L'ASBL Bouworde se réunit mercredi pour déterminer si le programme qu'elle organise au Maroc doit être adapté. 

Mardi, un instituteur avait été arrêté après avoir appelé à la décapitation des bénévoles belges qui travaillaient en short sur un chantier dans le sud du pays. "Trente-cinq jeunes partent le week-end prochain dans la même région et des parents nous ont fait part de leur inquiétude", affirme la porte-parole de Bouworde Karen Heylighen.
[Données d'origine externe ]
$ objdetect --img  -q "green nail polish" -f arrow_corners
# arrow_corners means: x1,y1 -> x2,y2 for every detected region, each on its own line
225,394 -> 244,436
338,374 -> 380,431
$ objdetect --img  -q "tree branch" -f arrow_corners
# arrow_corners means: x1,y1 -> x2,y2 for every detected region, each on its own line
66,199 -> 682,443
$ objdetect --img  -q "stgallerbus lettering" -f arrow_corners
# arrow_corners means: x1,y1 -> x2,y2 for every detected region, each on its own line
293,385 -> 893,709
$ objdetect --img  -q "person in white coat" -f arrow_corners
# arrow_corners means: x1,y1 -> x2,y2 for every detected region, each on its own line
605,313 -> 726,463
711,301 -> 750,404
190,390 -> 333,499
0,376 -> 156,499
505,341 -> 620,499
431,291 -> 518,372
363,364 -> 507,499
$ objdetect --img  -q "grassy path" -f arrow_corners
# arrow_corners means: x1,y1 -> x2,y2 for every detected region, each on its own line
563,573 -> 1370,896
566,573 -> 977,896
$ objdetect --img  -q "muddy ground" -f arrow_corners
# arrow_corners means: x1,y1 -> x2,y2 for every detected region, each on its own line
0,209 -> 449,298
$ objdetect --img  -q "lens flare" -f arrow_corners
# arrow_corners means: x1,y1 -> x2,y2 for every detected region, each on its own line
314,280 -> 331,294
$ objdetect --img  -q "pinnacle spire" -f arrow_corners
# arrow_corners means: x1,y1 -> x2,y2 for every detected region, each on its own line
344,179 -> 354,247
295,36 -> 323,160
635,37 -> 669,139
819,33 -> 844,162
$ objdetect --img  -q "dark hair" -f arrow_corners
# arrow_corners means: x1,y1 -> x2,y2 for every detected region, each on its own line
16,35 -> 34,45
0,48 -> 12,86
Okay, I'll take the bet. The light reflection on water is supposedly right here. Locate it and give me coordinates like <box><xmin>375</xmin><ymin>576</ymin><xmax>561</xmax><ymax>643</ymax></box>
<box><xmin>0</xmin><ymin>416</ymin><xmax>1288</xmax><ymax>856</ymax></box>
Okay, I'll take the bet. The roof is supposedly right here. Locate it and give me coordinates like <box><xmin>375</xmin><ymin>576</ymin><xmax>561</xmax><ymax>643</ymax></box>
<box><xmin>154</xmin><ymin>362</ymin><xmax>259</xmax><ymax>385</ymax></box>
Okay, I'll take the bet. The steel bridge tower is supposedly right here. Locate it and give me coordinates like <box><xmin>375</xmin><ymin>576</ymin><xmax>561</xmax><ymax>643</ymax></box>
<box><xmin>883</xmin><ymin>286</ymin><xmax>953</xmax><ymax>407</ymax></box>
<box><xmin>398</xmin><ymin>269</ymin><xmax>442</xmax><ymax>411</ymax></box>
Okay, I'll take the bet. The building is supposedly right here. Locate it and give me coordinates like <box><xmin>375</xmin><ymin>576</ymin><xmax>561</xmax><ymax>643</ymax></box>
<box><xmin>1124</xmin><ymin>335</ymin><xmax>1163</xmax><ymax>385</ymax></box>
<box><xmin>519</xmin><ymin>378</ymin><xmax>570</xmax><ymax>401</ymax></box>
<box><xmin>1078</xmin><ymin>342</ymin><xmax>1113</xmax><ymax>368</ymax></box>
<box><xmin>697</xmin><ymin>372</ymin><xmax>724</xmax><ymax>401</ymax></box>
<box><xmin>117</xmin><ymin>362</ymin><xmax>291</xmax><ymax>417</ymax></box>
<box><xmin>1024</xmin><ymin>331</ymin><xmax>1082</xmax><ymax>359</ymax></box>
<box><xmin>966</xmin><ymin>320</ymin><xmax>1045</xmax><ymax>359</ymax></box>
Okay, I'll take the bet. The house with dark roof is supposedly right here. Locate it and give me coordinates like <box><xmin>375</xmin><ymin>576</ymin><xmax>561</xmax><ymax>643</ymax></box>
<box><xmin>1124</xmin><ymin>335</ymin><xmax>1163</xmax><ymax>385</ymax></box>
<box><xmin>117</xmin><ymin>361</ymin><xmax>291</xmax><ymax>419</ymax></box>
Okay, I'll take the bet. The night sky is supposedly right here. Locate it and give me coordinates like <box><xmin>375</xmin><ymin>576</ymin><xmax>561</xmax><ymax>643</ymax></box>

Le groupe visé par les menaces est composé d'une douzaine de filles et garçons âgés de 15 à 18 ans, qui travaillent bénévolement dans le village d'Adar. Outre l'instituteur arrêté, un député du parti islamiste PJD, à la tête de la coalition gouvernementale, a aussi dénoncé les tenues des jeunes belges. "Bouworde est actif dans la région de Taroudant depuis plus de 15 ans", indique Mme Heylighen à Belga. "Dans le village d'Adar, l'ASBL est active depuis 10 ans. 

Nous y avions déjà construit une école ainsi qu'un centre pour les femmes. Cette année, les bénévoles étaient en train de réparer les voiries endommagées à la suite d'inondations." Selon la porte-parole, le travail des jeunes est très apprécié par les habitants, comme en témoigne un reportage de la chaîne de télévision locale. Bouworde affirme que, malgré ces propos menaçants, les jeunes n'ont jamais été réellement en danger. 

"L'homme qui a proféré cet appel à la décapitation habite à 800 kilomètres du village. Les bénévoles n'ont appris l'existence de celui-ci que par la presse." Le travail à Adar est à présent terminé. Les jeunes resteront encore quelques jours au Maroc pour y faire du tourisme.